Altea vide tutto dal suo balcone: Guisgard, con accanto Clio, che riprendeva i sensi e poi quei valletti impegnati a montare una vera e propria scenografia teatrale intorno a loro.
Come se un'irreale arena avesse preso forma in quel luogo, come l'ultimo scenario di un qualcosa di folle, a metà tra la farsa e la tragedia.
Poi uno dei valletti annunciò la contesa finale.
Apparve allora una figura.
Camminava lenta e sicura di sè tra i viali fioriti di quel giardino.
Non era alta, ne aggraziata, ma libera e lesta nei movimenti.
E quando fu a pochi passi da Guisgard e da Clio fu possibile finalmente scorgerne i tratti.
Dai capelli bruni, lo sguardo tagliente e con un sorriso irriverente.
Aveva baffi ben curati, un abito da signorotto di campagna, con ben due spade che pendevano dalla sua cintura.
“Finalmente ciò che il pubblico attende, milord...” disse fissando il presunto Taddeide.
“La testa mi fa male...” Guisgard a Clio “... ed avverto lievi capogiri, ma credo che questa faccenda spetti a me...” prese la mano della ragazza per alzarsi.
Si voltò poi verso il balcone, dove Altea lo aveva chiamato.
“Tu occupati di Altea...” guardando di nuovo Clio “... qualsiasi cosa accada tu pensa a difenderla e a portarla fuori da questo posto...” restò a fissarla per un lungo momento “... va, Clio...” sussurrò.
Il suo sguardo si spostò allora verso la figura armata.
“Immagino siate Maccus...” con un sorriso di sfida.
“Immaginate bene, milord.” Annuì la figura.
“Non vedo l'ora di scoprire il vostro vero volto, allora.” Fece il presunto impostore.
“Non credete sia questo che ora vi sto mostrando?” Ridendo Maccus.
“Non credo...” scuotendo il capo Guisgard “... solitamente i ratti si nascondono nelle fogne fino all'ultimo istante... e non penso dunque che voi facciate eccezione.”
“Sempre presuntuoso ed arrogante, vero?” Fissandolo Maccus. “Un degno Taddeo.”
“I Taddei” replicò il presunto duca “sono un qualcosa che uno come voi non potrà comprendere mai.” Con aria di sfida. “I Taddei sono reali, mentre voi invece siete una sorta di burattinaio rinchiuso in questo grande e patetico teatro per sfuggire alla realtà.
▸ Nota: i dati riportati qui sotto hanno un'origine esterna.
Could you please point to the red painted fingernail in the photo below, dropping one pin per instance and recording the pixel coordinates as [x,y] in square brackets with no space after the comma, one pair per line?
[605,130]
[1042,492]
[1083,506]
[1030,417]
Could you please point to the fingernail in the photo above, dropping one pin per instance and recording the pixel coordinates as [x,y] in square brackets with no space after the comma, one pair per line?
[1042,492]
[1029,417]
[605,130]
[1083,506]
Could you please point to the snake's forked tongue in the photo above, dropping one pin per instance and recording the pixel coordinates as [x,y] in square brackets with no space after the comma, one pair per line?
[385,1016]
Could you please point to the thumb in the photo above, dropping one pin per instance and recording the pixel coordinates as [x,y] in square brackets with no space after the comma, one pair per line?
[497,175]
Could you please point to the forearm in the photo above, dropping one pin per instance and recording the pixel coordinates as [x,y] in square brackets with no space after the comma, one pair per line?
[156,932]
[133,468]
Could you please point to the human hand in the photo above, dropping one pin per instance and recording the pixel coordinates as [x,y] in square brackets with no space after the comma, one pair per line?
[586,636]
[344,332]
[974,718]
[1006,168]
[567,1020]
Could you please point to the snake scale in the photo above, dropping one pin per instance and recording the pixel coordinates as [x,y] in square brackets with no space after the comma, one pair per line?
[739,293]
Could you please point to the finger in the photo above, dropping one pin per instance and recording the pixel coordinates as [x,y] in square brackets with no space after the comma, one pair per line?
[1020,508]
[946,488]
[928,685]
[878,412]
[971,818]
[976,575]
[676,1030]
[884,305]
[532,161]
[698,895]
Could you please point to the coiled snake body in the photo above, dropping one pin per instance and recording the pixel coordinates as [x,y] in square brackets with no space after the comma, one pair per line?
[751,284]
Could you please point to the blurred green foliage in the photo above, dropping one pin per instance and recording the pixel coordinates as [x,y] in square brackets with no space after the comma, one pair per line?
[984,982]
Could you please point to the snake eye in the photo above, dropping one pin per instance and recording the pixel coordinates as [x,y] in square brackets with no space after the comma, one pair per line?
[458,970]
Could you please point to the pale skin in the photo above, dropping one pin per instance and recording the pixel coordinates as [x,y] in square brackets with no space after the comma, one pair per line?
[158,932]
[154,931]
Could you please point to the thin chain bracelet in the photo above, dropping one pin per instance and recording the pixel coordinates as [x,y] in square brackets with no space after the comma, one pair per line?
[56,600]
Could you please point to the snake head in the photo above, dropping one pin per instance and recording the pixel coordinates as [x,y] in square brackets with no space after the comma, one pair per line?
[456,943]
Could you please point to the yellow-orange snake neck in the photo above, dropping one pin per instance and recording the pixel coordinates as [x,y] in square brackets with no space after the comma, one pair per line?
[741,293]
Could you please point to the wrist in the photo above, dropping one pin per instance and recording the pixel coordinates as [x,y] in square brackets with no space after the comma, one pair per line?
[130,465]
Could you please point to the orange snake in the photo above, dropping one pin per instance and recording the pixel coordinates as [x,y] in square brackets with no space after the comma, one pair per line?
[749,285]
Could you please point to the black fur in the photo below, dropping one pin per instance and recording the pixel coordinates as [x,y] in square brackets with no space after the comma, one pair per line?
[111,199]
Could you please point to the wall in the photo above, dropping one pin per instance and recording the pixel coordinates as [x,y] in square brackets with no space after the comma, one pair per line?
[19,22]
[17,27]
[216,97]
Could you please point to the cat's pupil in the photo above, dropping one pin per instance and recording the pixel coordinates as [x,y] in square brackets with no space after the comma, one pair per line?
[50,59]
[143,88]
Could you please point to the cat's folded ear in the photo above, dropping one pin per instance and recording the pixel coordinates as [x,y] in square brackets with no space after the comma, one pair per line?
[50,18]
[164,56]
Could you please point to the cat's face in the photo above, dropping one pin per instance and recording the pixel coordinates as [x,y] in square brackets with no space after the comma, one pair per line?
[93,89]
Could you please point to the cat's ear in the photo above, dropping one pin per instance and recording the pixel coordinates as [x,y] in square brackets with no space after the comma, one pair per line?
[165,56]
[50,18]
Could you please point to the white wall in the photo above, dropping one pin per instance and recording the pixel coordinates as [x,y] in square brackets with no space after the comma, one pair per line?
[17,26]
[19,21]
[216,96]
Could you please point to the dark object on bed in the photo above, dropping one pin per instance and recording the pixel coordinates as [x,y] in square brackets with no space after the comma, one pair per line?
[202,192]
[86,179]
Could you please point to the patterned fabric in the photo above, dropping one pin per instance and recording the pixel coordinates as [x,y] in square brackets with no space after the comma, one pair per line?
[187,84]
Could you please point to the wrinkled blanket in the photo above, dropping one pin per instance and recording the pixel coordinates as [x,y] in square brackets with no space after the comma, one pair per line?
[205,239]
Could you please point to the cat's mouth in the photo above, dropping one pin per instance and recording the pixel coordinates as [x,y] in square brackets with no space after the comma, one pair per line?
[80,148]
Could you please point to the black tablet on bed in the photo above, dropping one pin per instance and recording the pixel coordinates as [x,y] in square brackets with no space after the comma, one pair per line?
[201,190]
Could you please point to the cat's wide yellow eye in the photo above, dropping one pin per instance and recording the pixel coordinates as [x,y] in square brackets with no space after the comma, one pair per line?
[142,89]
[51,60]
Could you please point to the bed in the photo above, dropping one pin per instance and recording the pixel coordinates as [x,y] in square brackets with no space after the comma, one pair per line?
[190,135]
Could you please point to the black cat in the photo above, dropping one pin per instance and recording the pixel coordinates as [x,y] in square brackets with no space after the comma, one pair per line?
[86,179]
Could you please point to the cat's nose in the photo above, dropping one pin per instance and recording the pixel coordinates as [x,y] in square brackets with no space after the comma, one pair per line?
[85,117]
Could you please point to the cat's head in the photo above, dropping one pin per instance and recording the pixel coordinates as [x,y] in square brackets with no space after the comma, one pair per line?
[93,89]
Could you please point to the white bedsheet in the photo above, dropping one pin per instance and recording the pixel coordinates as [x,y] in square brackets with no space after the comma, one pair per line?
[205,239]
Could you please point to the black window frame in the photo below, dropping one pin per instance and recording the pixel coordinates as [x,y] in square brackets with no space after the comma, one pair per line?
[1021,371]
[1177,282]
E sapete perchè? Perchè siete incapace di vivere davvero. Di avere una vita tutta vostra.”
“Le vostre provocazioni non mi toccano.” Con fare teatrale Maccus. “Ed è un vero un peccato, per voi, morire senza poter impugnare Mia Amata, la spada dei Taddei. Ma forse è giusto così... dopotutto, morendo qui, il vostro viaggio si interromperà e a Capomazda si dimenticheranno di voi. Di voi e della vostra illusione di essere duca.”
“Avete commesso un errore, Maccus.” Con un sorriso beffardo Guisgard. “Il copione non andrà come vi aspettate. Vi è un unico Regista e non siete certo voi.”
“Già...” annuendo Maccus “... dimenticavo... sir Guisgard è un novello Re Davide, prediletto dal Signore.” Un ghigno sul suo volto. “Ma oggi nessuno verrà a salvarvi.” Sfoderando la sua spada. “Ma non temete... guardatevi intorno... ammirate la scenografia che ho fatto montare per voi... morirete a Capomazda.”
Guisgard rise.
“Cosa avete da ridere?” Sorpreso Maccus.
“Vi ho detto che c'era un colpo di scena...” divertito Guisgard.
“Mentite!” Esclamò Maccus.
“Dimenticate che i Taddei, a Dio piacendo, non sono destinati a governare solo su Capomazda” saltando su un basso muretto il presunto Taddeide “ma anche su Sygma. E sapete quale grande Santa protegge Sygma e gli stessi Taddei?”
Maccus lo ascoltava in silenzio.
Allora Guisgard prese un ciondolo dalla tasca, per poi premere il piccolo pulsante sulla sua estremità.
Trascorsero alcuni lunghi istanti.
Poi il Sole parve oscurarsi ed un sibilo riempì l'aria.
Sul castello apparve come dal nulla la Santa Caterina.